When it comes to life and its history on Earth, meteorite impacts have been one of the ever-present threats to total extinction. It's even possible that life may have had multiple beginnings — with early iterations being utterly destroyed by the impact of a massive body early in Earth's history.
We know, though, that life has managed to expand and diversify into almost every available ecological niche on the planet and that all life on Earth can be traced back to a last universal common ancestor that existed some 3.6 billion years to 4.2 billion years ago. Since then, impacts on Earth's surface have regularly disrupted the living order, yet life remains.

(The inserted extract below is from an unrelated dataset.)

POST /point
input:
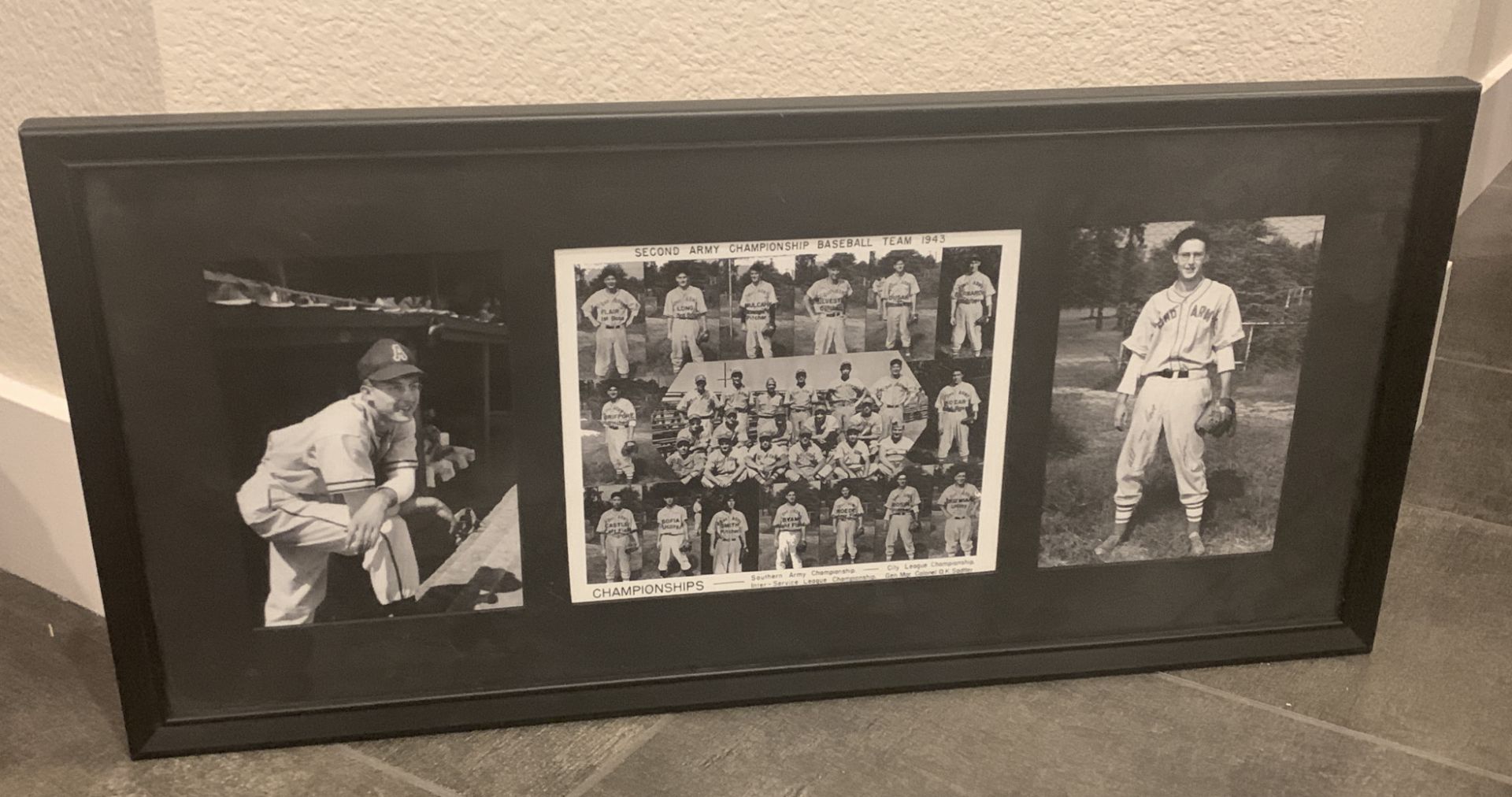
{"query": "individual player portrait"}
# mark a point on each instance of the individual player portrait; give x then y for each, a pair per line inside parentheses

Meteorite impacts, when viewed through their ability to radically alter Earth's environment, have been considered a force for destruction. However, with a more nuanced perspective on the history of life on Earth, along with a greater understanding of the role that meteorite impacts have had in shaping the world we live in, scientists are reconsidering these events as detrimental to a planet's ability to support life.
How Meteorites Shaped Earth's Evolution
Alexandra Pontefract, a microbiologist who specializes in how impacts influence planetary habitability from Johns Hopkins' Applied Physics Laboratory, thinks that the sentiment that impacts are detrimental to life can be traced back to our understanding that the mass extinction of the dinosaurs was due to a large impact at the end of the Cretaceous.